IAN STANCER writes our weekly agricultural column, WORD ON THE GROUND
It’s been a busy week-and-a-half trying to condense a month’s work into a limited weather window; spring beans are now in the ground in a reasonable fashion but the sugar beet still sits in the boxes and the weather promises nothing but copious rain yet again.
So whilst we contemplate combining beans in November and lifting beet in January, perhaps we will get some light relief by reading the latest DEFRA fairytale “Health & Harmony” about the future of farming legislation in a post Brexit UK.

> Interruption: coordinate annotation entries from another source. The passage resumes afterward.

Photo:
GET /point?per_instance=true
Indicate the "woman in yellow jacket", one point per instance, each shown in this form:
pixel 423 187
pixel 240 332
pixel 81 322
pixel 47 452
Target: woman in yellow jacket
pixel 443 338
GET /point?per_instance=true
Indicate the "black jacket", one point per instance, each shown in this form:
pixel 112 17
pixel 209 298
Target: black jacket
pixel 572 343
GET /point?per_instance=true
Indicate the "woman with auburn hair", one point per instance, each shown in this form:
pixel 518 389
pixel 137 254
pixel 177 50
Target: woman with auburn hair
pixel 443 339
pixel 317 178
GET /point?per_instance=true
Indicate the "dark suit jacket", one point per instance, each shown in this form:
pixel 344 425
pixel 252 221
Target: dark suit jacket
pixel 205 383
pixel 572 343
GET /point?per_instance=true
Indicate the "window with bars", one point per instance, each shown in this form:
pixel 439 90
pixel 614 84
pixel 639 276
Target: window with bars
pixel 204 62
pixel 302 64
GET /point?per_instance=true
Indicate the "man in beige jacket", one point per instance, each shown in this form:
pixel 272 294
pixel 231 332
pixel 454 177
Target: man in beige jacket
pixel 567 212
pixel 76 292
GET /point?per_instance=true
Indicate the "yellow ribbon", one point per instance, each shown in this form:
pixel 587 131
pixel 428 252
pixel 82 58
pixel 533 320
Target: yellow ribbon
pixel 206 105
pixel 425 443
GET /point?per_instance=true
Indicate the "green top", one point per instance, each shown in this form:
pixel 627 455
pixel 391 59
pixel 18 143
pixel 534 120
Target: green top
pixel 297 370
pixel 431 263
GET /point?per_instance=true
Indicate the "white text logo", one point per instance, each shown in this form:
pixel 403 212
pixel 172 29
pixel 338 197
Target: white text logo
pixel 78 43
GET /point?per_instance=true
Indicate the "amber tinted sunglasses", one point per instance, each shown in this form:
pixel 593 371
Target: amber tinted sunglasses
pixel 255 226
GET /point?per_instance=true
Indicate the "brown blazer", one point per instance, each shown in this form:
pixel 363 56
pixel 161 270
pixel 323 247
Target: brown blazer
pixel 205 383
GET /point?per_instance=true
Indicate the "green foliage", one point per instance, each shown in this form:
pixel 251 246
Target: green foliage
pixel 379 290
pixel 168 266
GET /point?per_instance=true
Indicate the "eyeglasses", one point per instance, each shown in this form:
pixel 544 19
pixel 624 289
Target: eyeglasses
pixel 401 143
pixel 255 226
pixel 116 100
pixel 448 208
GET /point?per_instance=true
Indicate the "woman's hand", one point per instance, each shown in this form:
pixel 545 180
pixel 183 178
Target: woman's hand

I spent an hour or so drifting in and out of consciousness and got two-thirds of the way through and can’t remember any mention of growing food for profit or at least any realistic suggestion how we might.
One important thing it does do is illicit a response, whilst it may be difficult to resist profanity or sarcasm, please find the time to respond to the questionnaire before May 8.
Frustrating news this week of the outright ban on the use of Neonicotinoid insecticides in any form in the EU, not because of any reputable scientific evidence, but simply on the misguided whim of pressure groups happy to see a return to more toxic old chemistry and far less environmentally efficient methods of production.
As farmers, we understand the importance of bees and other pollinating insects, but a ban on neonicotinoid seed treatment on a non-flowering crop like sugar beet is madness - even if there was proof of a problem.